• 6098 Sayılı Kanunda Yer Alan Madde Gerekçesi

    818 sayılı Borçlar Kanununda yer verilmeyen, “6. Uygulama alanı” kenar başlıklı yeni bir maddedir.

    Tasarının dört fıkradan oluşan 262 nci maddesinde, taksitle satışa ilişkin hükümlerin uygulama alanı düzenlenmektedir.

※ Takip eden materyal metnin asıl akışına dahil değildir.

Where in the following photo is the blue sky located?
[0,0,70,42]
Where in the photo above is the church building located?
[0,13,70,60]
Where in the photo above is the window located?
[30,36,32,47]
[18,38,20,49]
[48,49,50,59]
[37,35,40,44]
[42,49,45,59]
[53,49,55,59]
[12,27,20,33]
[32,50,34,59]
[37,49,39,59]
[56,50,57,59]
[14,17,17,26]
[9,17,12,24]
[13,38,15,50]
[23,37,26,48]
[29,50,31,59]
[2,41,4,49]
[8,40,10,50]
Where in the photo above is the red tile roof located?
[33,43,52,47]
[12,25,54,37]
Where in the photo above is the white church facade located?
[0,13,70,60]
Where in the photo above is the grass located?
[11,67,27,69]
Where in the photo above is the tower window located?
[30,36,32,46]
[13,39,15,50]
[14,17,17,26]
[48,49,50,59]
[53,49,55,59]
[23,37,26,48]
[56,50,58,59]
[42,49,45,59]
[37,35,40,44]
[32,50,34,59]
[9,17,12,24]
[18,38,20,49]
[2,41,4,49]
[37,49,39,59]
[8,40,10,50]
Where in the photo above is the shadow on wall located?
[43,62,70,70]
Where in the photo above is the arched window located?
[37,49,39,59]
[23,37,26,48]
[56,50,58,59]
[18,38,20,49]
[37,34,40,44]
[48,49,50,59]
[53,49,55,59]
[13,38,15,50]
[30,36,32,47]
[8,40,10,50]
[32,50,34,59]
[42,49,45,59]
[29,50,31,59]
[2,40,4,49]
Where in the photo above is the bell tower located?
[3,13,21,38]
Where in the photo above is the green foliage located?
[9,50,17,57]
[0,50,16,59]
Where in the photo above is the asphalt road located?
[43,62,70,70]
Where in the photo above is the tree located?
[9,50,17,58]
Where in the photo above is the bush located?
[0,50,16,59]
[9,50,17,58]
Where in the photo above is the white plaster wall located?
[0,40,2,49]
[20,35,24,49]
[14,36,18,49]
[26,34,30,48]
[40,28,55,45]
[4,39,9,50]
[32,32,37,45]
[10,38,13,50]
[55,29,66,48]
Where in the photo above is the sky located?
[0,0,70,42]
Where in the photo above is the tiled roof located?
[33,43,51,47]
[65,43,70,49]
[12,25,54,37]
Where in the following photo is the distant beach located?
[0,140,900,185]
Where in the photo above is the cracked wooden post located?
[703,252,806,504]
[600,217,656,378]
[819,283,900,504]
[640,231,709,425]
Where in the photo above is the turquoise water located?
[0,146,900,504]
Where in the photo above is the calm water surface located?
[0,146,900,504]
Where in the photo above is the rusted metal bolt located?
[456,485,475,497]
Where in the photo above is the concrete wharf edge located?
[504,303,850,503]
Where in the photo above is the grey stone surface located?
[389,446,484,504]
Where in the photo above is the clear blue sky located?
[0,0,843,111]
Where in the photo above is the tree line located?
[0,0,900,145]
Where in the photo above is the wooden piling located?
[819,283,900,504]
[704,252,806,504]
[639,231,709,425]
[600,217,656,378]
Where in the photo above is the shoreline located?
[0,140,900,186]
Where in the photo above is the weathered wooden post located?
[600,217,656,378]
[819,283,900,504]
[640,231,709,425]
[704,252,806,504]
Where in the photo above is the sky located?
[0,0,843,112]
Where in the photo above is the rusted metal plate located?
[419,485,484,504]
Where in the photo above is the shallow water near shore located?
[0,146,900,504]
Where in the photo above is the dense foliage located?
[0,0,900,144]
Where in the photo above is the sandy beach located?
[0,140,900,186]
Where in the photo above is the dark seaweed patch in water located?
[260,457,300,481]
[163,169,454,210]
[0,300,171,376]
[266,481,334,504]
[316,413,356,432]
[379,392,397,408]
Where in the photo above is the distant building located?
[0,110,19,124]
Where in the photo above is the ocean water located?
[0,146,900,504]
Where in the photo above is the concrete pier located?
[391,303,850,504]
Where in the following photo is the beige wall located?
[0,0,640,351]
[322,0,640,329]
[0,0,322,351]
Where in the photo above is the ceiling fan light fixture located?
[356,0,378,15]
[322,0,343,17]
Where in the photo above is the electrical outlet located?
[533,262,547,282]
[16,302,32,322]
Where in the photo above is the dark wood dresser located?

    Maddenin birinci fıkrasında, taksitle satışa ilişkin hükümlerin, aynı ekonomik amaçla yapılan işlemlere de uygulanacağı belirtilmektedir. Taksitle satışta alıcıların korunması amacıyla konulmuş olan hükümlerden kurtulmak (kanuna karşı hile yapmak) amacıyla, uygulamada rastlanan kira-satış vaadi, kira-alım ve kira-bağışlama şeklinde yapılan birleşik sözleşmelere de taksitle satış hükümleri uygulanır. Bu sözleşmelerin yapısını açıklamak amacıyla sadece kira-satış vaadi şeklindeki birleşik sözleşmeden kısaca söz etmekte yarar vardır. Bu sözleşmede, kiraya veren (gerçekte taksitle mal satıcısı), satılanı satış bedelinin tamamen ödenmesi gereken tarihe kadar kiraya vermekte; satış bedeli tamamen ödenince, satılanı ona satmayı vaat etmekte; fakat bir vadeye ilişkin kira bedeli (gerçekte taksit) ödenmezse, fesih bildiriminde bulunarak sözleşmeden dönme hakkını da sadece kendisi için saklı tutmaktadır. Böylece, kiracı (gerçekte taksitle mal alıcısı) bir vadeye ilişkin borcunu ödemezse, kiraya veren (gerçekte taksitle mal satıcısı), fesih bildiriminde bulunarak kira sözleşmesini feshetmekte (gerçekte taksitle satış sözleşmesinden dönmekte) ve o zamana kadar kendisine ödenmiş olan kira bedellerini (gerçekte taksitleri) alıkoymak istemektedir.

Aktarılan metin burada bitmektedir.